Mereka mabuk dengan Rahmat-Nya. Semoga Allah merahmati
mereka”. [Majallat al-Muslim, 6th ed., 1378 H, p. 24].
Shaikh Rashad Rida
Dia berkata,”tasawwuf adalah salah satu pilar dari
pilar-pilar agama. Tujuannya adalah untuk membersihkan
diri dan mempertanggungjawabkan perilaku sehari-hari
dan untuk menaikan manusia menuju maqam spiritual yang
tinggi” [Majallat al-Manar, 1st year, p. 726].
Maulana Abul Hasan ‘Ali an-Nadwi
Maulana Abul Hasan ‘Ali an-Nadwi anggota the
Islamic-Arabic Society of India and Muslim countries.
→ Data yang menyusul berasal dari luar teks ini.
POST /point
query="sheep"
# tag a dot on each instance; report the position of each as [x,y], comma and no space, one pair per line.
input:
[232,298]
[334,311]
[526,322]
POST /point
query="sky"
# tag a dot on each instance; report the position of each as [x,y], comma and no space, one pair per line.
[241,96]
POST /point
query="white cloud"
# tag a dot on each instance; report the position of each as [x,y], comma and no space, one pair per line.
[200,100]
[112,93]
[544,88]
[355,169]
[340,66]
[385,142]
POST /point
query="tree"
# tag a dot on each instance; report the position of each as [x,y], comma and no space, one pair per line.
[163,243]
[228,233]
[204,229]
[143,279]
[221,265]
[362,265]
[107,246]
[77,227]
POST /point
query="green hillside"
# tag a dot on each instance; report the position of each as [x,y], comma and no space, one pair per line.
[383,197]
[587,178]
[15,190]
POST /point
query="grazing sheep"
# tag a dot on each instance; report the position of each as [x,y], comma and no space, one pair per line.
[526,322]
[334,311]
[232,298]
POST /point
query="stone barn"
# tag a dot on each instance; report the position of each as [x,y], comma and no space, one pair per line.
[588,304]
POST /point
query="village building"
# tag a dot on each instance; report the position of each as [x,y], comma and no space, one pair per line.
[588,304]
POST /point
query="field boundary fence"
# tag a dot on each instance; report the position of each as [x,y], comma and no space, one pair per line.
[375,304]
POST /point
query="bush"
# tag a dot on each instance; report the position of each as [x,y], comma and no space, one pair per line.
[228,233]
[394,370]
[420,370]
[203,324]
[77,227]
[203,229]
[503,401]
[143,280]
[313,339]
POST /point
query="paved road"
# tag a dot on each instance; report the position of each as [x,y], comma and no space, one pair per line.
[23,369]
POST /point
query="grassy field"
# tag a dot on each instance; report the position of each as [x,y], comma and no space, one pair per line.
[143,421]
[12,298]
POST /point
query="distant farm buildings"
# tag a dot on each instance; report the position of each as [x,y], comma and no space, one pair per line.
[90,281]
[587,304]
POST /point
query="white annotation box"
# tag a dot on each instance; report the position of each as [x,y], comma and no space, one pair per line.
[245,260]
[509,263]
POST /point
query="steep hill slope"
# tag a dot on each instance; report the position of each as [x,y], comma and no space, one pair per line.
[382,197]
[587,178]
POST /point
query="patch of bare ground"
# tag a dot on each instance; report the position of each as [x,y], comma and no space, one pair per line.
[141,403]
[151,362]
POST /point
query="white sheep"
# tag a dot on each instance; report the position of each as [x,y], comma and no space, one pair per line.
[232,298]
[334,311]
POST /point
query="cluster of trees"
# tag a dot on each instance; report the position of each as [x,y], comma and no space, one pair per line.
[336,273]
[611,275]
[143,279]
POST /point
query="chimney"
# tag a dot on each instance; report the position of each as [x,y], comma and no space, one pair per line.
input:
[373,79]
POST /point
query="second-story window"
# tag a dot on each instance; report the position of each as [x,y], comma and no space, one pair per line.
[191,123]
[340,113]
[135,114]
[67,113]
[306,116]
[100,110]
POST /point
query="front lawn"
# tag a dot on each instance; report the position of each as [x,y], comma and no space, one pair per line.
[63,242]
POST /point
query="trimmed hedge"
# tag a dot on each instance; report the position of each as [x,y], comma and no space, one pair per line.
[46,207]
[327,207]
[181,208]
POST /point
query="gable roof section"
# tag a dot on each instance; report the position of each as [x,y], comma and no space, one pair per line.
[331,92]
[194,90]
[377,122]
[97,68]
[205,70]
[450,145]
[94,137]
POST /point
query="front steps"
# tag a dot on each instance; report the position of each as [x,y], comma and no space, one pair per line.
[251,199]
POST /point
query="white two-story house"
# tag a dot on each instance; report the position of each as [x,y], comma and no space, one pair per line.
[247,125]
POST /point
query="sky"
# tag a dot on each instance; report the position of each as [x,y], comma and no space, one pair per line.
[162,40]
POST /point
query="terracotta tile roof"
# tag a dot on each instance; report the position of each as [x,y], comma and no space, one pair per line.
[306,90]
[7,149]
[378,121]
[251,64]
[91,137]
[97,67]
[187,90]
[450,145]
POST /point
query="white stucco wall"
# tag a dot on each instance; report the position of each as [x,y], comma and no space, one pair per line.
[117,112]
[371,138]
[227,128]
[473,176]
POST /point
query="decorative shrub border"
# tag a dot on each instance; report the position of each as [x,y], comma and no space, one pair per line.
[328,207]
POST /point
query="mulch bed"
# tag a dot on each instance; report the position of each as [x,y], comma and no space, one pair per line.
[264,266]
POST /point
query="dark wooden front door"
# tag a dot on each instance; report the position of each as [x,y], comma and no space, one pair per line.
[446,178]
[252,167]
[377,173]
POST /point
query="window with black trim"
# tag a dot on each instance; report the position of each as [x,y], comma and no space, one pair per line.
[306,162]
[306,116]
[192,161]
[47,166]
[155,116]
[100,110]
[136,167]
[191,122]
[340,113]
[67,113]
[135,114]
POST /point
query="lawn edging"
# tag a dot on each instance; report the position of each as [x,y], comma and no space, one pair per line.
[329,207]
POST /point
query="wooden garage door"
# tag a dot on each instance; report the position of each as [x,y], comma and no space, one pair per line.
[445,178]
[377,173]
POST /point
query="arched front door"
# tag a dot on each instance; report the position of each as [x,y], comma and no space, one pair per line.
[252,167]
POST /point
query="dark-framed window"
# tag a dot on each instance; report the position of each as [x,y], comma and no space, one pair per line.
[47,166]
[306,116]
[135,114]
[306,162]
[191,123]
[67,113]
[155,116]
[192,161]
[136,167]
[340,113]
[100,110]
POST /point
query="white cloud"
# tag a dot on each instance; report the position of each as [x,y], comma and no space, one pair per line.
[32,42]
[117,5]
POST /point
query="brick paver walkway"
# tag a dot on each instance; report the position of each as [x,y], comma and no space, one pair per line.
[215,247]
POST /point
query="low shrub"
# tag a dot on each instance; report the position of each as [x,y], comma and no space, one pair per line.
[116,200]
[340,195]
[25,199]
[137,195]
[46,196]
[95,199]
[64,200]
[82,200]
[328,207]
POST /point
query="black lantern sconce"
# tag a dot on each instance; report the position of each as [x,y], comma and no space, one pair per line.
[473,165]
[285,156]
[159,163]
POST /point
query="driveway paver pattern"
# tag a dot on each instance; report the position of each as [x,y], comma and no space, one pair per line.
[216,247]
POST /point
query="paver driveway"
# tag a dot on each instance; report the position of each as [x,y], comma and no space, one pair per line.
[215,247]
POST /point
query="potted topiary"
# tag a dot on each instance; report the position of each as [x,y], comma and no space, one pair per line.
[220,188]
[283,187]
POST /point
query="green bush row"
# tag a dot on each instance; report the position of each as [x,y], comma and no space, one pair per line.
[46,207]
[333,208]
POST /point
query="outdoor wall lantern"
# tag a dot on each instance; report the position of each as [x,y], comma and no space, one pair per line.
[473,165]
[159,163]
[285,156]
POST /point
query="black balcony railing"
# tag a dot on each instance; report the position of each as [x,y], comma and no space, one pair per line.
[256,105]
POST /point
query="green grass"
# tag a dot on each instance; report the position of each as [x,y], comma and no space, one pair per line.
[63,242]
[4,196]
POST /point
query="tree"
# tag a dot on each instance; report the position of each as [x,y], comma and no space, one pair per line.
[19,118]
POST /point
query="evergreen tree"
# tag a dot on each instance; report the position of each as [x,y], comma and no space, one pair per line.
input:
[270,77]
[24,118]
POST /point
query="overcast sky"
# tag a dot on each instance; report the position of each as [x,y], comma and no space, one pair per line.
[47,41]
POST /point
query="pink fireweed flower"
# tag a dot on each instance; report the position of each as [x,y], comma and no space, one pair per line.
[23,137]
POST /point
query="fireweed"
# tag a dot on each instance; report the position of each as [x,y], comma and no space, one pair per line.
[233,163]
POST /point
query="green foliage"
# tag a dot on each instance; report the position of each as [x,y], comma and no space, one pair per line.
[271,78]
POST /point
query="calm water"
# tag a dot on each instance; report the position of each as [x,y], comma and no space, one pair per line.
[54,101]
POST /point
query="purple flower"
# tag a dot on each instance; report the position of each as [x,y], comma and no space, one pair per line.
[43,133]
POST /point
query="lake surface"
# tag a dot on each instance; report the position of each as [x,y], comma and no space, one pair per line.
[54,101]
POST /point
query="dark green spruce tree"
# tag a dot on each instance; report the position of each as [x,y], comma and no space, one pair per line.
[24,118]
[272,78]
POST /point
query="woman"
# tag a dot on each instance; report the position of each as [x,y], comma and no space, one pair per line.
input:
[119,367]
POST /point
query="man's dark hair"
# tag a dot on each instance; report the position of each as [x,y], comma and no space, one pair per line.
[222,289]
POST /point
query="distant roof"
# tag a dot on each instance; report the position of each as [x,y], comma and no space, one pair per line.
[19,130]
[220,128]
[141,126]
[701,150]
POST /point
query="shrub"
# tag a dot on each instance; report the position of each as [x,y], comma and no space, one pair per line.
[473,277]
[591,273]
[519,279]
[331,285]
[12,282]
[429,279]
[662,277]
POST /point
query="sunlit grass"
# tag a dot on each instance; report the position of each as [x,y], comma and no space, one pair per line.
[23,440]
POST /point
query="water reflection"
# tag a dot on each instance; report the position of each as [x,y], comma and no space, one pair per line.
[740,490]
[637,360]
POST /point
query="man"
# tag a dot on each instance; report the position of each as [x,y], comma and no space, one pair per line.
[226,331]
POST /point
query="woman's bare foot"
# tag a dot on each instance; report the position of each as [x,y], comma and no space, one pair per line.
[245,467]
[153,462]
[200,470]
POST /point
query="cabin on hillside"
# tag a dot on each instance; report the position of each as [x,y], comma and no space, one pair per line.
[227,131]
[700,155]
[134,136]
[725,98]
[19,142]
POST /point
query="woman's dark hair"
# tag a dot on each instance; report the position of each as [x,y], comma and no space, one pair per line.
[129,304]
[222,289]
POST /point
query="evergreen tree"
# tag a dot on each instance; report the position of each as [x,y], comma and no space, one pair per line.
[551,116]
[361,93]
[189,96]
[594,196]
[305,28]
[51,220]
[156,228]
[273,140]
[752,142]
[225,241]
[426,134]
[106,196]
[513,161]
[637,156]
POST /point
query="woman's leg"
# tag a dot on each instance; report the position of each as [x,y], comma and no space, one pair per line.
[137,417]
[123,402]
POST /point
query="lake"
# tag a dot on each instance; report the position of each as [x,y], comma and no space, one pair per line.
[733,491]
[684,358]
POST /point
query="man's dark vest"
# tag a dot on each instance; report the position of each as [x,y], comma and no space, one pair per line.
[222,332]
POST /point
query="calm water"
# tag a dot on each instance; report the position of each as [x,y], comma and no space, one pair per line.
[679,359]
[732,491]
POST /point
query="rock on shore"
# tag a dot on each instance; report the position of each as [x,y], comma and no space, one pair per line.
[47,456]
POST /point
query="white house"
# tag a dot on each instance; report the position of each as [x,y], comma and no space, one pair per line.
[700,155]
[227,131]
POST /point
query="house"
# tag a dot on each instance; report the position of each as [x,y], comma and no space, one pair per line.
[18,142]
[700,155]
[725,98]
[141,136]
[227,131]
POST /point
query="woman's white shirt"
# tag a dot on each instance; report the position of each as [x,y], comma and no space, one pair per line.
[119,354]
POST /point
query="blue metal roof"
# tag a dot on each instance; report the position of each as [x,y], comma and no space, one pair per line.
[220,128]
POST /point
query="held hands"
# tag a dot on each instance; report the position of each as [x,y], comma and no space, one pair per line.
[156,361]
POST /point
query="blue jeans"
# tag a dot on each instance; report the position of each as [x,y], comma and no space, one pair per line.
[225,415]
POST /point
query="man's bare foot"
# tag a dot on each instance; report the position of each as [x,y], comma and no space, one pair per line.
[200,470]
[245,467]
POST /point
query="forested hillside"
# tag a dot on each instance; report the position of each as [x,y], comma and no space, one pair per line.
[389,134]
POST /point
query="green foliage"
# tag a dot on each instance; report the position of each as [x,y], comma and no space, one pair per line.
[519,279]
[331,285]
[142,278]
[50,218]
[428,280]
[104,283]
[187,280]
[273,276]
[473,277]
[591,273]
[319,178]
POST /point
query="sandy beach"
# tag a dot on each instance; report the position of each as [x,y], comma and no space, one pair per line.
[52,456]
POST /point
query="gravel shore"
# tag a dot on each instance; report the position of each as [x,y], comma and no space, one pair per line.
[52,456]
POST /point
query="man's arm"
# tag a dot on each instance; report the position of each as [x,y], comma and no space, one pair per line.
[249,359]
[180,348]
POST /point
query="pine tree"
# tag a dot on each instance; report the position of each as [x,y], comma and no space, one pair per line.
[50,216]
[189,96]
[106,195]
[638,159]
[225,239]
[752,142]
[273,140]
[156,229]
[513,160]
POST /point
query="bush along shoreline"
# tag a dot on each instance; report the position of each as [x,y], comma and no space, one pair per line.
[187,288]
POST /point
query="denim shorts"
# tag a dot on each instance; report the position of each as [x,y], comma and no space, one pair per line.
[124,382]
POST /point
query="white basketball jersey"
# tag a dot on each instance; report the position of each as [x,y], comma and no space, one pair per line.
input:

Dalam, Muslims in India, , p. 140-146, “Para sufi ini
memberi inisiasi (baiat) pada manusia ke dalam keesaan
Allah dan keikhlasan dalam mengikuti Sunah Nabidan
dalam menyesali kesalahan dan dalam menghindari setiap
ma’siat kepada Allah SWT. Petunjuk mereka merangsang
orang-orang untuk berpindah ke jalan kecintaan penuh
kepada Allah”
“Di Calcutta, India, lebih dari 1000 orang mengambil
inisiasi (baiat) ke dalam Tasawuf”
“Kita bersyukur atas pengaruh orang-orang sufi, ribuan
dan ratusan ribu orang di India menemukan Tuham mereka dan meraih kondisi kesempurnaan melalui Islam” Abul ‘Ala Mawdudi. Dalam Mabadi’ al-Islam (p. 17), “Tasawwuf adalah kenyataan yang tandanya adalah cinta kepada Allah dan Rasul saw, di mana sesorang meniadakan diri mereka karena tujuan mereka (Cinta), dan seseorang meniadakan dari segala sesuatu selain cinta Allah dan Rasul”.
“Tasawwuf mencari ketulusan hati, menyucikanniat dan kebenaran untuk taat dalam seluruh perbuatannya.” Ringkasnya, tasawwuf, dahulu maupun sekarang,adalah sarana efektif untuk menyebarkan kebenaran Islam, memperluas ilmu dan pemahaman spiritual, dan meningkatkan kebahagian dan kedamaian. Dengan itu manusia dapat menemukan diri sendir dan, dengan demikian, menemukan Tuhannya. Dengan itu manusia dapat meningkatkan, merubah dan menaikan diri sendiri dan mendapatkan keselamatan dari kebodohan dunia dan dari
godaan keindahan materi. Dan Allah yang lebih mengetahui niat hamba-hamba-Nya.